Continuous Authentication — We’re used to authentication events being discrete — you do something that requires proving that you’re the person performing the action, and the iPhone asks you to authenticate.

In the past, you had to either unlock your iPhone once and allow access to everything (well, everything that didn’t require a separate password) or put your finger on the Touch ID sensor whenever an app wanted you to authenticate. Face ID is different.

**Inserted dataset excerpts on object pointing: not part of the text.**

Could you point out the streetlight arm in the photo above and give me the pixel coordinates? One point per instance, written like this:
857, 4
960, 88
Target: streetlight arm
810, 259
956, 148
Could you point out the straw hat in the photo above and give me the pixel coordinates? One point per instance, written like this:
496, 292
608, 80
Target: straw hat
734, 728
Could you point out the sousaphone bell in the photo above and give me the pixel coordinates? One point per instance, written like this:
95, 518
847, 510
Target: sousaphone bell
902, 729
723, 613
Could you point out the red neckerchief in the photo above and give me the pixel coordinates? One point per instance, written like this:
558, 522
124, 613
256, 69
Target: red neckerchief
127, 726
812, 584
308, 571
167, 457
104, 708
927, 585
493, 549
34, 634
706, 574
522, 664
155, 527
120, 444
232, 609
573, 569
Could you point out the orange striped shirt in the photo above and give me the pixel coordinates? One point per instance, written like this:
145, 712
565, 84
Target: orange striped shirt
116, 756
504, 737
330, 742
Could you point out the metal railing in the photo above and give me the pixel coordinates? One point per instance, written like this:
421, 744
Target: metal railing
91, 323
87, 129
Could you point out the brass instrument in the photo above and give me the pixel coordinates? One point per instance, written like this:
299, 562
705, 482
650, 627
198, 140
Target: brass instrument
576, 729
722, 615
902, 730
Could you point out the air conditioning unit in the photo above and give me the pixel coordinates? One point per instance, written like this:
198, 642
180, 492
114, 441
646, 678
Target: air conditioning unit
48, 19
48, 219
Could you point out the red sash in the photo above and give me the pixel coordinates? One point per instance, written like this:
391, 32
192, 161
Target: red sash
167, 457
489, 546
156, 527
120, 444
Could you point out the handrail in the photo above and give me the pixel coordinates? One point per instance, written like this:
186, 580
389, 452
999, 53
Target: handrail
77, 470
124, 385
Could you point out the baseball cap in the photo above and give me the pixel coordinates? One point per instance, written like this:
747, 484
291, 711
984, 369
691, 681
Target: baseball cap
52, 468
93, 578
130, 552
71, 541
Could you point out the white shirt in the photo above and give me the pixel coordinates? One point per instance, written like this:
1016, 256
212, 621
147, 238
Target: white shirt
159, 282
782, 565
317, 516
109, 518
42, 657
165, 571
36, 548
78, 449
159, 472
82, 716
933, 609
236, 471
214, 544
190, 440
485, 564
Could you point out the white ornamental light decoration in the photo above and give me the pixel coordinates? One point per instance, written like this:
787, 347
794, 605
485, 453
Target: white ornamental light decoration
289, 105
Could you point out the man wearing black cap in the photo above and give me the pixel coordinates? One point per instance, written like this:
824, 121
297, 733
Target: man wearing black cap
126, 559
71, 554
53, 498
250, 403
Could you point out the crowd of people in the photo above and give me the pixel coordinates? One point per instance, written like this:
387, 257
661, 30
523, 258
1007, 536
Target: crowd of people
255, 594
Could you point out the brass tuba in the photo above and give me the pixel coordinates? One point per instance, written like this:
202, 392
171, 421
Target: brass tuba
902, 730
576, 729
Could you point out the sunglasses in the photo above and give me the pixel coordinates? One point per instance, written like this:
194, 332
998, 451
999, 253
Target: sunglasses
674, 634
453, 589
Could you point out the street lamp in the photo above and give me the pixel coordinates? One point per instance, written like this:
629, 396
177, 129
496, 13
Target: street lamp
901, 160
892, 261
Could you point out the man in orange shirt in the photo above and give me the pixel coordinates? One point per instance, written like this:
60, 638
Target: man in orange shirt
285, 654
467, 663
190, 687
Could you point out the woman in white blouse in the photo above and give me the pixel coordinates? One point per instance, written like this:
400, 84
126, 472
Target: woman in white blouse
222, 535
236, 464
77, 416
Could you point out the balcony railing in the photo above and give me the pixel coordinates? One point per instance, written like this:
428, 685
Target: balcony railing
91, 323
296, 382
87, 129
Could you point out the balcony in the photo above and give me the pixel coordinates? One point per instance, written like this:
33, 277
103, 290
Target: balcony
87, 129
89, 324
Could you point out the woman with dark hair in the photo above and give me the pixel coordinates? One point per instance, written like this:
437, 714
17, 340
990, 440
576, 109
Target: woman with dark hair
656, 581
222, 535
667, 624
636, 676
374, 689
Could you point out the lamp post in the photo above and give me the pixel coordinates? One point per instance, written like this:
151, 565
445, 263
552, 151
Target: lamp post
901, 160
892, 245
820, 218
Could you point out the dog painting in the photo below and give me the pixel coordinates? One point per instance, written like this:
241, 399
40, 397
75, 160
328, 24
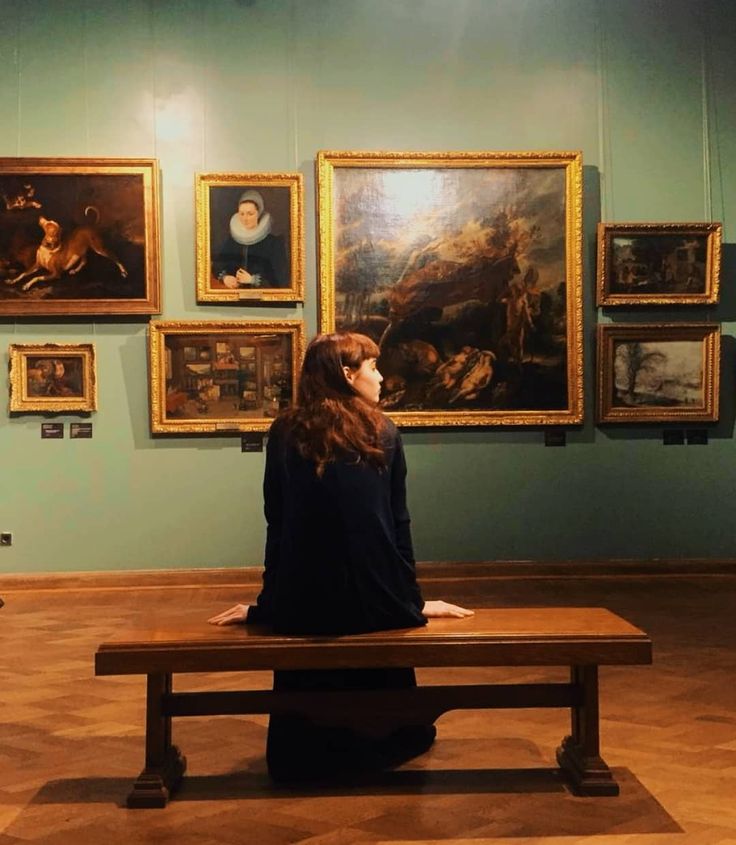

With Face ID, since you’re usually looking at your phone when an authentication event occurs, the iPhone X can scan your face as soon as you initiate the task that needs authentication, so it doesn’t need to ask you to do anything additional. And the iPhone X does this constantly. Here are examples I’ve discovered so far:

  • Notifications, by default, don’t show details on the Lock screen until you look at the iPhone X. This is my favorite new feature since it improves security with little usability impact. (However, if you prefer being able to read notifications when your iPhone is sitting on the table in front of you, change Settings > Notifications > Show Previews to Always or Never.)
  • I always disable Control Center on the Lock screen for security reasons, but now just looking at my iPhone X unlocks it so I can use Control Center. You can disable lots of other features on the Lock screen now too — look under Allow Access When Locked in Settings > Face ID & Passcode.
  • Safari now optionally uses Face ID before filling in passwords on Web sites. Previously, even with Touch ID, they filled automatically if the iPhone was unlocked. That’s enabled by default in Settings > Face ID & Passcode. Many third-party apps, such as 1Password, can also use Face ID for authentication.
  • Apple Pay and the App Store now authenticate with Face ID without prompting you for separate authentication actions.
  • Apps can authenticate as you open them. This is where I believe Face ID is a bit slower than Touch ID, but it still feels faster because I don’t need to touch the Home button.

In short, Face ID allows your iPhone X to authenticate you under nearly every circumstance you need without requiring any action other than looking at the screen, which you’ll do anyway.

We’re just scratching the surface of what this first generation of Face ID makes possible. Imagine the use cases as Face ID gains features like multiple user support and as Apple starts embedding it in other devices. As an example, one of the most significant problems in healthcare security is the need for users to authenticate quickly to shared workstations in clinical environments. I could see a future version of Face ID embedded in an iMac solving that problem, changing an entire industry, and selling a lot of iMacs!

I’ve previously said that Touch ID lets you use a strong password with the convenience of no password at all. Face ID exceeds that mark, and its introduction of continuous authentication may be the ultimate expression of effortless security.

[A previous version of this article aimed at security professionals appeared on my blog at Securosis.]